Female genital fistula remains a public health concern in developing countries. From January 2007 to September 2013, the Fistula Care project, managed by EngenderHealth in partnership with the Ministry of Health and supported by USAID, integrated fistula repair services in the maternity wards of general hospitals in Guinea. The objective of this article was to present and discuss the clinical outcomes of 7 years of work involving 2116 women repaired in three hospitals across the country.

METHODS

This was a retrospective cohort study using data abstracted from medical records for fistula repairs conducted from 2007 to 2013. The study data were reviewed during the period April to August 2014.

RESULTS

The majority of the 2116 women who underwent surgical repair had vesicovaginal fistula (n = 2045, 97%) and 3% had rectovaginal fistula or a combination of both. Overall 1748 (83%) had a closed fistula and were continent of urine immediately after surgery. At discharge, 1795 women (85%) had a closed fistula and 1680 (79%) were dry, meaning they no longer leaked urine and/or faeces. One hundred and fifteen (5%) remained with residual incontinence despite fistula closure. Follow-up at 3 months was completed by 1663 (79%) women of whom 1405 (84.5%) had their fistula closed and 80% were continent. Twenty-one per cent were lost to follow-up.

CONCLUSION

Routine programmatic repair for obstetric fistula in low resources settings can yield good outcomes. However, more efforts are needed to address loss to follow-up, sustain the results and prevent the occurrence and/or recurrence of fistula.

摘要

目的

女性生殖器瘘仍是发展中国家的一个公共卫生问题。
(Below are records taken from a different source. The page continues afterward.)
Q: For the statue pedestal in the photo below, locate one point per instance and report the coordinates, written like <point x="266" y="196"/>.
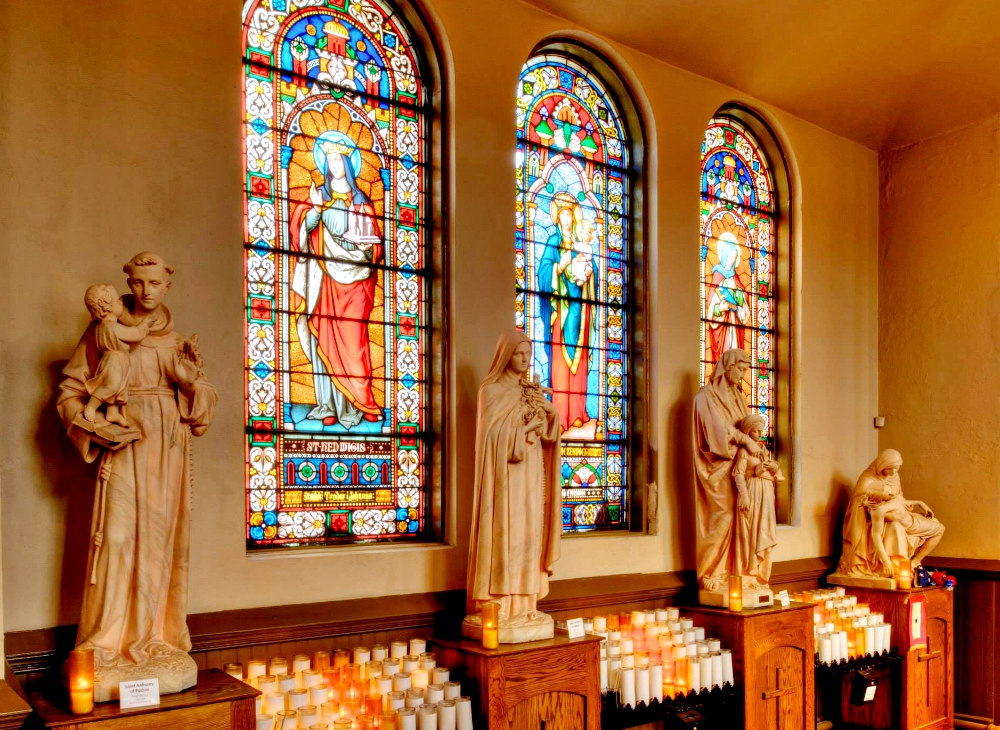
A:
<point x="928" y="676"/>
<point x="217" y="701"/>
<point x="539" y="628"/>
<point x="773" y="660"/>
<point x="553" y="684"/>
<point x="176" y="673"/>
2007年1月至2013年9月,由国际生殖健康组织(EngenderHealth)与几内亚卫生部合作管理并由美国国际开发署(USAID)支持的瘘管护理项目,在几内亚综合医院的产科病房整合了瘘管修复服务。本文的目的是介绍和讨论在该国三家医院对2116名女性进行修复手术7年的临床结果。

方法

这是一项回顾性队列研究,使用从2007年至2013年进行瘘管修复的医疗记录中提取的数据。研究数据于2014年4月至8月期间进行了审查。

结果

接受手术修复的2116名女性中,大多数患有膀胱阴道瘘(n = 2045,97%),3%患有直肠阴道瘘或两者兼有。总体而言,1748名(83%)女性术后瘘管闭合且立即实现了尿液自控。出院时,1795名女性(85%)瘘管闭合,1680名(79%)不再漏尿,即不再漏尿和/或粪便。尽管瘘管已闭合,但仍有115名(5%)女性存在残余尿失禁。1663名(79%)女性完成了3个月的随访,其中1405名(84.5%)瘘管闭合,80%实现了尿液自控。21%的女性失访。

结论

在资源匮乏地区进行产科瘘管的常规计划性修复可取得良好效果。然而,需要做出更多努力来解决失访问题、维持治疗效果并预防瘘管的发生和/或复发。